Rep. McEachin and Sen. Booker’s legislation would:
- Invest $46 billion to clean up the most dangerous toxic sites in the country, including Superfund sites, abandoned coal mines, Brownfields, and formerly used defense sites.
- Invest over $46 billion to identify and cleanup lead-based paint and other housing-related health and safety hazards in low income and tribal communities.
- Invest $45 billion to replace lead drinking water service lines.

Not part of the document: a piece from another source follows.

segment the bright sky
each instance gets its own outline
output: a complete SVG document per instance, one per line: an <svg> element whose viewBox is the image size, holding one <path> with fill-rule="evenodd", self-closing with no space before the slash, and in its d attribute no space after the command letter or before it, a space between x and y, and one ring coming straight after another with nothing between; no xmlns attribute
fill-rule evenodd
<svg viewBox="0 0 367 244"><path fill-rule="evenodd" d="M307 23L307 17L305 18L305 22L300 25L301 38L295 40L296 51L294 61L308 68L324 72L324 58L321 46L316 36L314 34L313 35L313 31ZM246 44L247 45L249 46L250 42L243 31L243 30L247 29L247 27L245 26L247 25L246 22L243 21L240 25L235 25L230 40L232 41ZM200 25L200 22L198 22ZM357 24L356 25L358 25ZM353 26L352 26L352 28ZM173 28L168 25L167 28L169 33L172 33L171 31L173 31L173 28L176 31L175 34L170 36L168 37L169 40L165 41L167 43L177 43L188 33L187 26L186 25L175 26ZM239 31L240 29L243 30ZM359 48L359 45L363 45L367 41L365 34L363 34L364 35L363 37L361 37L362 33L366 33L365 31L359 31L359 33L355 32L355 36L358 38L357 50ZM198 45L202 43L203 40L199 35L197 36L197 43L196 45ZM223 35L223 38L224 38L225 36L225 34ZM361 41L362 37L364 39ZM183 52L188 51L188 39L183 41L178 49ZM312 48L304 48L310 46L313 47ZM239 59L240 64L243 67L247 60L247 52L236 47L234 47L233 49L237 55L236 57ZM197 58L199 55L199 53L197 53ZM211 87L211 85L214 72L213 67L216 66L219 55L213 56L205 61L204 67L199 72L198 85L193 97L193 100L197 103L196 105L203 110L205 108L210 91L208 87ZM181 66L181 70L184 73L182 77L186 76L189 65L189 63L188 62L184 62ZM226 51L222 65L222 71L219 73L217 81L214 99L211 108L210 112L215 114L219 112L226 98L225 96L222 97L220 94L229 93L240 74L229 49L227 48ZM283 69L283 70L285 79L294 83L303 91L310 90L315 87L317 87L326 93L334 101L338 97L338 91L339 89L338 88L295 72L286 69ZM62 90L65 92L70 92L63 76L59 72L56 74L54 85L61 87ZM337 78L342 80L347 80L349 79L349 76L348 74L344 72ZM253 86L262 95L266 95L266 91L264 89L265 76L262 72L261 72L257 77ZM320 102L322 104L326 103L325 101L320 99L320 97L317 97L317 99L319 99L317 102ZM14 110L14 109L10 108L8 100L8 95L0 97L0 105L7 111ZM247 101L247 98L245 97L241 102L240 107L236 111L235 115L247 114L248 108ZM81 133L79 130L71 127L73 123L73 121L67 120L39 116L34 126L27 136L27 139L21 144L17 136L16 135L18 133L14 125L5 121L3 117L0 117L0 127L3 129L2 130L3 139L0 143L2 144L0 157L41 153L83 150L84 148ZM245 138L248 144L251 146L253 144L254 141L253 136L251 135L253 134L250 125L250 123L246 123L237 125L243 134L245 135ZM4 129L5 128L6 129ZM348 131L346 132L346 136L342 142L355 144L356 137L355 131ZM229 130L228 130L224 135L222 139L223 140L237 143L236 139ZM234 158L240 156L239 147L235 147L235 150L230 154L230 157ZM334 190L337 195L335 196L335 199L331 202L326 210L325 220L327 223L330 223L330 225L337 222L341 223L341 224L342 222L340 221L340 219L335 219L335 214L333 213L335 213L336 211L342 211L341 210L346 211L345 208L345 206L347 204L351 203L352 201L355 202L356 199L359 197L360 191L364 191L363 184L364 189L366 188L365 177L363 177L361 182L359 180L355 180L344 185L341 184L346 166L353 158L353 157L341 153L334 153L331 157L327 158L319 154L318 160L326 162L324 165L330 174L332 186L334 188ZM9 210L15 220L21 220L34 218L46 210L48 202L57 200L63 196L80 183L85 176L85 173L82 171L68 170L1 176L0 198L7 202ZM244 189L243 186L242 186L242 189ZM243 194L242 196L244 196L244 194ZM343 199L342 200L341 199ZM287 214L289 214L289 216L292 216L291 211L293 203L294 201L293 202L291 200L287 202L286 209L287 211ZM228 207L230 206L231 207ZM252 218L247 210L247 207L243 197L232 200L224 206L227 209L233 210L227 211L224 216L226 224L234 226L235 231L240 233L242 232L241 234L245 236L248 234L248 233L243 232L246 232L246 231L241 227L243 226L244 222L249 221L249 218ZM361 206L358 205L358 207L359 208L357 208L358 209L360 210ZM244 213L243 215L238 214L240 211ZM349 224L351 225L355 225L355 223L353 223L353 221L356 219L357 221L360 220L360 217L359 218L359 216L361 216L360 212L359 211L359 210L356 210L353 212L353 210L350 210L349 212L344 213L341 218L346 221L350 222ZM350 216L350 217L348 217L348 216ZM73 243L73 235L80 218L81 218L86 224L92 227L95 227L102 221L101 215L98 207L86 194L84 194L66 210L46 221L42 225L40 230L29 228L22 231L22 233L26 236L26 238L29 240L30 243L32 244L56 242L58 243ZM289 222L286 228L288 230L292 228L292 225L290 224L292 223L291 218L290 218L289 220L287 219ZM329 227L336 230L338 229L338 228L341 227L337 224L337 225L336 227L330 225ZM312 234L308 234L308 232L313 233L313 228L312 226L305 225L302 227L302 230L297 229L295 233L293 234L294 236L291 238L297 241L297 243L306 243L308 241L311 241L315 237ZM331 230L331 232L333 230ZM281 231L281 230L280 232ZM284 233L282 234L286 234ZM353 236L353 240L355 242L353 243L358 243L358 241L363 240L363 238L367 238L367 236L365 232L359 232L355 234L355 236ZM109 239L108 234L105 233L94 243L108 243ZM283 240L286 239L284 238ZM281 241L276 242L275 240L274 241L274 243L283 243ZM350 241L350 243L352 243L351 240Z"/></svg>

- Invest $10 billion to provide grants to low income homeowners to install or repair wastewater disposal systems and drinking water wells.
- Invest $3 billion to provide all American Indians and Alaska Natives with safe drinking water and adequate sewerage systems in their homes.
- Invest $25 billion for urban tree plantings.
- Immediately prohibit new major source air pollution permits in communities that EPA has identified as already having a heightened risk of cancer due to air pollution and in communities currently overburdened by particulate matter (PM2.5) air pollution.
- Prohibit renewal of major source air pollution permits in these communities beginning in 2025.